Siyarem… Türkçe’de böyle bir kelime yok. Ama şirketlerin toplantı odalarında var. Anlamını da boşuna aramayın, aradığınıza değmez. Ben söyleyeyim; Müşteri ilişkileri yönetimi; CRM’in Frenkçe okunuşu…
Anlamından ziyade anlatmak istediği daha dramatik; Mademki bugünün iş dünyasında müşteri odaklılık yaklaşımı hâkimdir, o halde bu ilişkiyi yönetmek gerekir. Buraya kadar her şey yolunda…
CRM’i duyan da “müşteri için ölüp bitiyoruz” sanabilir. Bilgi ve iletişim teknolojilerinin bize sunduğu imkânları işletmelerinde kullanmak üzere yola çıkılmış. CRM’in vaat ettiklerine bir bakalım;
Mesela bankamızda CRM öncesi bizim için yalnızca bir hesap numarasından öteye gitmeyen “mudi”, şimdi ete kemiğe büründü ve “Ahmet bey” oluverdi.
Eğer bizler CRM sayesinde Ahmet beyin tüketim alışkanlıklarını, satın alma davranışlarını izleyebilirsek, onunla olan ilişkimizi yönetebiliriz.

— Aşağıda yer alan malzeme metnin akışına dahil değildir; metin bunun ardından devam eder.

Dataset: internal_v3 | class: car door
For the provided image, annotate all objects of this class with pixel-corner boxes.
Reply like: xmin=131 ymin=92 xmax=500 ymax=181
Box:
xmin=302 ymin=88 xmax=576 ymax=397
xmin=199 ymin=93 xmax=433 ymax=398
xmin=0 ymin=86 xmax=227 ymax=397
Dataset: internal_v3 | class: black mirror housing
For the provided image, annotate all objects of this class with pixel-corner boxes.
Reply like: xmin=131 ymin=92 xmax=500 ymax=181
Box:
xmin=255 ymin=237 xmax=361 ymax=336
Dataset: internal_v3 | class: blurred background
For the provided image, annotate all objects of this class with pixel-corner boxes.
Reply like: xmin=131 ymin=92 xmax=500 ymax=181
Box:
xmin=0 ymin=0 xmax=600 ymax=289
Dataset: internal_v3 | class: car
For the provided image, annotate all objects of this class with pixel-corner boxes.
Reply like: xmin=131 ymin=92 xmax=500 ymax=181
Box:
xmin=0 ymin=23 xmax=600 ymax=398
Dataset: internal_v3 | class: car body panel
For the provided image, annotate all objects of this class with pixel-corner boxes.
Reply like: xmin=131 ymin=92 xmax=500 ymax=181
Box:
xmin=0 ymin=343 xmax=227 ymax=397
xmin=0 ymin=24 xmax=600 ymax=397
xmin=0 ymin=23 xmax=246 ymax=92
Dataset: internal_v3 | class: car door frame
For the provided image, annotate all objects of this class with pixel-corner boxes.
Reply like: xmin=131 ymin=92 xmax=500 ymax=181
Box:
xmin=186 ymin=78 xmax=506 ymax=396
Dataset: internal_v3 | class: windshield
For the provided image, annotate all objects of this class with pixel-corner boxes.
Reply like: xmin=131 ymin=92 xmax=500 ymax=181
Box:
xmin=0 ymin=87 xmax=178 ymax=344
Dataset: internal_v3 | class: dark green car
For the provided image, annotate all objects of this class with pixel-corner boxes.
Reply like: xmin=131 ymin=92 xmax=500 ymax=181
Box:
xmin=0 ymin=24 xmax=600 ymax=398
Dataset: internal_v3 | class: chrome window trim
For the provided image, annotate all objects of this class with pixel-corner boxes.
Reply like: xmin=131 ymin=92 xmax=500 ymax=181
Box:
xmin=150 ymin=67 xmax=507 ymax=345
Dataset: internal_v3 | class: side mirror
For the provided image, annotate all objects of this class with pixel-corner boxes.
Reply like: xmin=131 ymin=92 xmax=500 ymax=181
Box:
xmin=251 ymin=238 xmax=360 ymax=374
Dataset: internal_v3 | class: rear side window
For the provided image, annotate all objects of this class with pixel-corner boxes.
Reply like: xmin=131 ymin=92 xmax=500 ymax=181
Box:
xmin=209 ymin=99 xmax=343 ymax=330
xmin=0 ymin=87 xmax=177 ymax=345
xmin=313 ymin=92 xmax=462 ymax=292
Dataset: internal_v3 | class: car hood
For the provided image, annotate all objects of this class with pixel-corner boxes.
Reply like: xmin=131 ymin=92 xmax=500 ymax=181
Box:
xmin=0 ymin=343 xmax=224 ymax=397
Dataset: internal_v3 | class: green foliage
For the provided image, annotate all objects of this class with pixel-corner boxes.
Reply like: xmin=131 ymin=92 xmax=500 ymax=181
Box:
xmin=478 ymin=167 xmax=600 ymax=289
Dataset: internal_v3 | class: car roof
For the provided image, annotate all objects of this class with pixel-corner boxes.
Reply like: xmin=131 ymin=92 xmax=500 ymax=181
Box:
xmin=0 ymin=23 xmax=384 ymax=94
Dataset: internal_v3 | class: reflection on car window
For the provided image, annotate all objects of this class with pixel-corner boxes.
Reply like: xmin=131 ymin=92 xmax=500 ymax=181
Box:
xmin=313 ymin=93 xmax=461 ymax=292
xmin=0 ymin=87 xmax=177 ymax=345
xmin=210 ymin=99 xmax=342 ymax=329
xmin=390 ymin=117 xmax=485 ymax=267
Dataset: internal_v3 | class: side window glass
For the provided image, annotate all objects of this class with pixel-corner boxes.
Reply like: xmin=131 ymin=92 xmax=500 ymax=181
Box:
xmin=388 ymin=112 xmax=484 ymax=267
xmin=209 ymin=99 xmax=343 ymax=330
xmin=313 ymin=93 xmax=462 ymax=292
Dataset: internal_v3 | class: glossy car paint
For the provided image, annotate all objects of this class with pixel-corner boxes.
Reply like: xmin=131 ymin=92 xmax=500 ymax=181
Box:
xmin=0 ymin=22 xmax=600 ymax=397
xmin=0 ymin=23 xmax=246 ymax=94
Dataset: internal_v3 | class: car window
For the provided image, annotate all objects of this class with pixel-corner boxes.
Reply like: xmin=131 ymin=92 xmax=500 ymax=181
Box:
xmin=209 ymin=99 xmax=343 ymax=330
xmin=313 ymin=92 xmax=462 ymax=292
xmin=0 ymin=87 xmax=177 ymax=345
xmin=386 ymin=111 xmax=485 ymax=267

CRM bu haliyle harika bir tasarım gibi görünüyor. Ancak “ilişki”den ne anladığımız boyutu, biraz karışık. Eğer ben müşteri deyince “velinimetimdir” diyorsam, CRM bana farklı imkânlar sunuyor. Tabii ki müşterime de…
Fakat ben müşteriyi “paramı cebinde taşıyan adam” diye tanımlamışsam, bu ilişkiden kazananın müşteri olmayacağı da kesindir.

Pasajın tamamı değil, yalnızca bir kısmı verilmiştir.